Organising one evacuation flight was a major diplomatic hurdle, a second was seen as an unexpected success. A third is regarded as all-but impossible, as China ramps up the propaganda to tell citizens it has the increasingly under control as more than 50 million remain under lock down.

But political pressure on the government to get the stranded Australians out is building. A petition started by Liu to get the last Australians out has now garnered almost 900 signatures.

"These people should be treated the same as those 702 Australians, 532 from Hubei and 170 from Japan Cruise who have already safely returned home," it says.

Labor's foreign affairs spokeswoman Penny Wong says she has written to Foreign Minister Marise Payne. "What is the Morrison government's plan to help them get to safety?," she says.
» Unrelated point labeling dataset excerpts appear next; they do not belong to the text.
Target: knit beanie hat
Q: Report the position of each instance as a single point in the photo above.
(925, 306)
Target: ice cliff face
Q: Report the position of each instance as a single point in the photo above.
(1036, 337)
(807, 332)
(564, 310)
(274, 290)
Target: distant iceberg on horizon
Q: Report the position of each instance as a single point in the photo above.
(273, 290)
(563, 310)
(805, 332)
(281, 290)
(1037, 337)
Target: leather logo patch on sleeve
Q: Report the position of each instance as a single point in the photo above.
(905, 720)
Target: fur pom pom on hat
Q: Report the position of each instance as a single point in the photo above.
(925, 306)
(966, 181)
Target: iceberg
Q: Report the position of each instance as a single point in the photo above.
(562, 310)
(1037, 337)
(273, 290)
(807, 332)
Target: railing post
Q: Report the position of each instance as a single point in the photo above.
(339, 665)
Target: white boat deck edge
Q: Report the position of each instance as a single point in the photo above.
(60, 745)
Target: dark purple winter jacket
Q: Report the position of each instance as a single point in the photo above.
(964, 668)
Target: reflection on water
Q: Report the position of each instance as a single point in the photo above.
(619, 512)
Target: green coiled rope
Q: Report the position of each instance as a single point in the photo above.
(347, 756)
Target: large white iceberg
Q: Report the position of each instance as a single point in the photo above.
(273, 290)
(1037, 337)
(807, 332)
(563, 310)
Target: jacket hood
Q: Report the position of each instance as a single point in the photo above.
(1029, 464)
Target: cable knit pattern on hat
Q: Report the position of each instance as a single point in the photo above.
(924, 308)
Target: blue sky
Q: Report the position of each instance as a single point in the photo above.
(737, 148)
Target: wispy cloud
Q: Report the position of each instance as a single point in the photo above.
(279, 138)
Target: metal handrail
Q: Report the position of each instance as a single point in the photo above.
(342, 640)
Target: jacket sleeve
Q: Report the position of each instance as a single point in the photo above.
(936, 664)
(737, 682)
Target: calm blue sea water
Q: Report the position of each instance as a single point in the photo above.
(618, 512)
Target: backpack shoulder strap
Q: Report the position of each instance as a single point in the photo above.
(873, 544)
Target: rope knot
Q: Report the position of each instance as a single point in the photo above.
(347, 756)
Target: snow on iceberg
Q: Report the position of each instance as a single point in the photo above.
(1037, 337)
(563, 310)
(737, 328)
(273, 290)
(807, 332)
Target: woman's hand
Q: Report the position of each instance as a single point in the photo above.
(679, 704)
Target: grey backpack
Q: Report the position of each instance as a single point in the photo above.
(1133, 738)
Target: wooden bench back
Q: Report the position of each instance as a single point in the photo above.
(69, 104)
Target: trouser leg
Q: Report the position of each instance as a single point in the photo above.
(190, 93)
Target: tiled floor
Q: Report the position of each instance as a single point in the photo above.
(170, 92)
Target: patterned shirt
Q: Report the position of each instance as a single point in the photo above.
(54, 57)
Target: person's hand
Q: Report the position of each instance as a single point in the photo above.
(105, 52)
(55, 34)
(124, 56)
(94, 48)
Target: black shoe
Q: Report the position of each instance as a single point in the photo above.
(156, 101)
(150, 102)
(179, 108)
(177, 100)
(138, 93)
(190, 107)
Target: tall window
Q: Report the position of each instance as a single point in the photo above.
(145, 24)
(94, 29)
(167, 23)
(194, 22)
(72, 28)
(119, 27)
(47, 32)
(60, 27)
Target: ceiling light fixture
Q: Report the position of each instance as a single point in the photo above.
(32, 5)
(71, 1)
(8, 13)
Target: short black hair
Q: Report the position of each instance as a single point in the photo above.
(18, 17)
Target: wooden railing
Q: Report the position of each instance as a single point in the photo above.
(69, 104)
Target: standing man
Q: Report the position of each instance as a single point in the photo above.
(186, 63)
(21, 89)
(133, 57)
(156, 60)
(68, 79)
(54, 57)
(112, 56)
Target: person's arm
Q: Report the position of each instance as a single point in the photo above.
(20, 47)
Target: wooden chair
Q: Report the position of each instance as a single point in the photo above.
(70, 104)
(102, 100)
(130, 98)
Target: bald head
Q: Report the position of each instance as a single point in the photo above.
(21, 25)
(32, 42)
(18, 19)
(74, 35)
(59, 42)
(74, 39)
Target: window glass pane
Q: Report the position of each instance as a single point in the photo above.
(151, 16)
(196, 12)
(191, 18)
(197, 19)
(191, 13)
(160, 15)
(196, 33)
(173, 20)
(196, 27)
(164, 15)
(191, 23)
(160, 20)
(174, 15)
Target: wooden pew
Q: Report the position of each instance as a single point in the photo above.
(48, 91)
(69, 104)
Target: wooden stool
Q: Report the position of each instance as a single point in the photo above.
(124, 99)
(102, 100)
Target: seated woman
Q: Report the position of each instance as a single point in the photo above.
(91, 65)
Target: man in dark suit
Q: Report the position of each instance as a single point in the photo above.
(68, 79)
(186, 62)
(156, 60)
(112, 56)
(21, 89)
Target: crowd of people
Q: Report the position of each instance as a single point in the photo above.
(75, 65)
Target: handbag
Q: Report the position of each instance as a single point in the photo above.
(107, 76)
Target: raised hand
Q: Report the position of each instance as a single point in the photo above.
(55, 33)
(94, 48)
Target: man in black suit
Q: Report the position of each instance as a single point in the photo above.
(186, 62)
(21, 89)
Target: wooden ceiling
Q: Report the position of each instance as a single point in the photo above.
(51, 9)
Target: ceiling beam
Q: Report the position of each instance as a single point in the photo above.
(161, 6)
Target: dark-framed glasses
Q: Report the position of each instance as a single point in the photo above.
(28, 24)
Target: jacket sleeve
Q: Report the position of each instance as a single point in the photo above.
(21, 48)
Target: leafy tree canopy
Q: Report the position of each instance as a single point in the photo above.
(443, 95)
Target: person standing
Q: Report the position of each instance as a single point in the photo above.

Liberal MP Fiona MartinCredit:Alex Ellinghausen

In Melbourne, Liberal MP Gladys Liu, Australia's first Chinese-born MP, says she has been "inundated with messages of thanks" for the government's work in getting Australians out of Wuhan. She declined to comment on the fate of those left behind.

Liberal MP Fiona Martin says she is happy to take up the case of the stranded Australians with ministers. Her Sydney electorate of Reid has one of the largest Chinese populations in the country.

"We will make representations on their behalf," she says.

The former psychologist says feels for the children stuck in the lockdown zone. "There is no doubt it would be difficult for them".